Tuesday, September 18, 2012

Giving God the shaft...the "friend zone."

"I'm so glad we're FRIENDS." "I appreciate your FRIENDship." "Hey, buddy, pal, FRIEND." These are all great words to hear as long as you feel the same way. But I think we've all experienced how it feels when you like someone as more than just a friend, but it's not reciprocated. And it's during these times that the "friend zone" is not a fun place to be in. You can't turn off your feelings, yet you don't want to lose the friendship, so you put your feelings on the back burner and life goes on, sometimes at a seemingly slower pace. Because your hopes and expectations of the relationship look differently than the other person. This is something I've noticed that I've done with the Lord. He totally gets the "shaft" from me at times.

Because of my tendency to be human, I have a hard time understanding a God skillful enough to create the universe I live in, but yet personal enough to love me intimately. So I do things for Him, but have a hard time giving my whole life to Him. I spend time with Him, but am unaware of His presence at all times. I worship Him on Sundays, but fail to give Him the glory throughout the entire week. I say a few words of thanks to Him before a meal, but I don't have an attitude of praise. I plan my life asking for His blessings instead of surrendering the course of my life to Him. I say that I love Him, but it's based on His love for me. I know He loves me, yet fail to rely on His love. I say that He's all I need, yet I still cling to the things of this world. I say He's my provider, yet still stress the amount of the next paycheck.

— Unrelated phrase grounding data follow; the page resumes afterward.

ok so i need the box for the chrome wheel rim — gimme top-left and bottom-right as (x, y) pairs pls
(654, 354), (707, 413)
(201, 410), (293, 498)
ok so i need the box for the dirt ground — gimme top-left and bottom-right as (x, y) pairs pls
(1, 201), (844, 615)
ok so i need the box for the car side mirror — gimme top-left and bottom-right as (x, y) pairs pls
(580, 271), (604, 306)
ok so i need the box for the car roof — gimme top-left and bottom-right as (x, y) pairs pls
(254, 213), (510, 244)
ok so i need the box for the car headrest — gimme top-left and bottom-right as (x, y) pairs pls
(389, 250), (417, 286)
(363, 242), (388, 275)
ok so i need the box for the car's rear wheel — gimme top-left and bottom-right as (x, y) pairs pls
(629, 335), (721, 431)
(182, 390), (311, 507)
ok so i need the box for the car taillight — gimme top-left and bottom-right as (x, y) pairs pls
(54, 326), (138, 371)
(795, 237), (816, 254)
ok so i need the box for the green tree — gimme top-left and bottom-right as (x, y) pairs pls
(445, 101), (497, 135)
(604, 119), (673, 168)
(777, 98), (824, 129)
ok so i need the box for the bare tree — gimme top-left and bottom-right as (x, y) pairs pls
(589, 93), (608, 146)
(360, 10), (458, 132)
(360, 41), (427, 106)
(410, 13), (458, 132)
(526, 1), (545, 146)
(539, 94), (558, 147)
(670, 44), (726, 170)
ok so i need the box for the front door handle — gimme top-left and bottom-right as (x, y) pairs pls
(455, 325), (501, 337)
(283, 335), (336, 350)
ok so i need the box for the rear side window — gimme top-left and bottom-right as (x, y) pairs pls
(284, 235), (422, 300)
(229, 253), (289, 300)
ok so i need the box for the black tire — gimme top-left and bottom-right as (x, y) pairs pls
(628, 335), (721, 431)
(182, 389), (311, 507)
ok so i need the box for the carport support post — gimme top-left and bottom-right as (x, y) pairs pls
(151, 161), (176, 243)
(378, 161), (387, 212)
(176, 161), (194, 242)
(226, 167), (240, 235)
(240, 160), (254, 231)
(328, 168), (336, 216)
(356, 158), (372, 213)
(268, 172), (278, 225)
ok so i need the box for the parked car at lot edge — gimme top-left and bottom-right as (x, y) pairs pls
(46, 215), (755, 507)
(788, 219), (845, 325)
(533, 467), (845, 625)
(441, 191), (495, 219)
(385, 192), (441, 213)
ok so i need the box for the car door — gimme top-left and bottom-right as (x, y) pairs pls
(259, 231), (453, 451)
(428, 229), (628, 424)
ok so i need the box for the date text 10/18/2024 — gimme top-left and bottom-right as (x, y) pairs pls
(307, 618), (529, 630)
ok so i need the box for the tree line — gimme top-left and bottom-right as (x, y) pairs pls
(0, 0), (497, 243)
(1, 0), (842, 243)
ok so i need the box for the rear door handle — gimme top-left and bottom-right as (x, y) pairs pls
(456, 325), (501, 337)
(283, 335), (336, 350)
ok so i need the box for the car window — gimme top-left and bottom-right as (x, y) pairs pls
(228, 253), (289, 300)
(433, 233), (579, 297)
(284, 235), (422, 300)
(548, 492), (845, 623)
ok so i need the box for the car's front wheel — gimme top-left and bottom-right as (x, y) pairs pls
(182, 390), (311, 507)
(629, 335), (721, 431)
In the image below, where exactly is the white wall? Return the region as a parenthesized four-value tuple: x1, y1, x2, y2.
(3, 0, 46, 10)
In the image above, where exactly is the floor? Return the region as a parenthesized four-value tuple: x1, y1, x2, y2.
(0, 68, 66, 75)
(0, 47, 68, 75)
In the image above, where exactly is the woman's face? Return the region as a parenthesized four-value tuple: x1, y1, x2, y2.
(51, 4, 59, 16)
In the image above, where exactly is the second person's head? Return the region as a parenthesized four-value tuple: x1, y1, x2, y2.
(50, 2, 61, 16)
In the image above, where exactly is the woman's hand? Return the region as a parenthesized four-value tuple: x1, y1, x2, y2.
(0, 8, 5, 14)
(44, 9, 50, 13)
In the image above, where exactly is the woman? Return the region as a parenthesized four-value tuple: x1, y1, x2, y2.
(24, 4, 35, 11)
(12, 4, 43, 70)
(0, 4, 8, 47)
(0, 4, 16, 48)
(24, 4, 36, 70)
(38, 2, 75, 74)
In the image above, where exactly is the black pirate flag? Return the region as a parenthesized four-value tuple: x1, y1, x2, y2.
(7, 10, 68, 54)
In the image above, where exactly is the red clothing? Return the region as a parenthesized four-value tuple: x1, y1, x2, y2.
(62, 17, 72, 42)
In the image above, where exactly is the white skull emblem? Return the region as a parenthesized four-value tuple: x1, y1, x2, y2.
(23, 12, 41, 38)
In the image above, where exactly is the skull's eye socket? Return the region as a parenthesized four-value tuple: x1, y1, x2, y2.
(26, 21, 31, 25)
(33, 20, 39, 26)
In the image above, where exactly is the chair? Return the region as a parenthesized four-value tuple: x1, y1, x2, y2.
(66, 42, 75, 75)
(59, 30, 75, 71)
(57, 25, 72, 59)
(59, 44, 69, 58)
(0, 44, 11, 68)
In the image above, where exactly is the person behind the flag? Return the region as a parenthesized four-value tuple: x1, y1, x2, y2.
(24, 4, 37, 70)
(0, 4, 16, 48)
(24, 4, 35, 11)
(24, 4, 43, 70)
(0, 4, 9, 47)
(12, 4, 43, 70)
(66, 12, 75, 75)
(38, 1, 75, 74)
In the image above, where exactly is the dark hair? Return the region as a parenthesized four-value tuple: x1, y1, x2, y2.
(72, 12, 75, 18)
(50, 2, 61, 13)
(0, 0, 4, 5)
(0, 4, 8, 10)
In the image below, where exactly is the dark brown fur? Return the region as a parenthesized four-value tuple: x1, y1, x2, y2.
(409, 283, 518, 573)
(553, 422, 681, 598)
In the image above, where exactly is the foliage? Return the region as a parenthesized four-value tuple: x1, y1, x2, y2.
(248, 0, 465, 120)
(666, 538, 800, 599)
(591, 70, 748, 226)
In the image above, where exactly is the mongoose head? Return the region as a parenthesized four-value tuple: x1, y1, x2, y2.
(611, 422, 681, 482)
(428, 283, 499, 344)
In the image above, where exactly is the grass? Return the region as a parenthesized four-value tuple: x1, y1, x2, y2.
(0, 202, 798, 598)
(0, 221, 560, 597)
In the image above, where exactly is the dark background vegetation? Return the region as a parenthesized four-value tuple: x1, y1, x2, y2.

I keep God in a box, and am surprised when He goes outside of it. (not that He could fit in it in the first place) I have pre-conceived ideas of the depth God wants to go in our relationship, so I fail to trust when He takes me deeper than expected. I put God in the "friendship zone" and miserably fail to realize that He wants so much more than anything I could ever dream of. But you know, there have been times where I have let go of my inhibitions and I've dove into the depth of an amazingly intimate relationship with the Lover of my Soul, and let me tell you, it's something that leaves a forever impression on you. And when you go through times of putting God back into the "friend zone," there is a still small Voice tenderly calling, an ache that speaks of something deeper, and a longing that cannot be quenched until we lose ourselves in the abyss of God's overwhelmingly loving arms. And that's a place where I want to stay. That's the place where I belong. That's a place where I am changed. And that's the place life is truly found.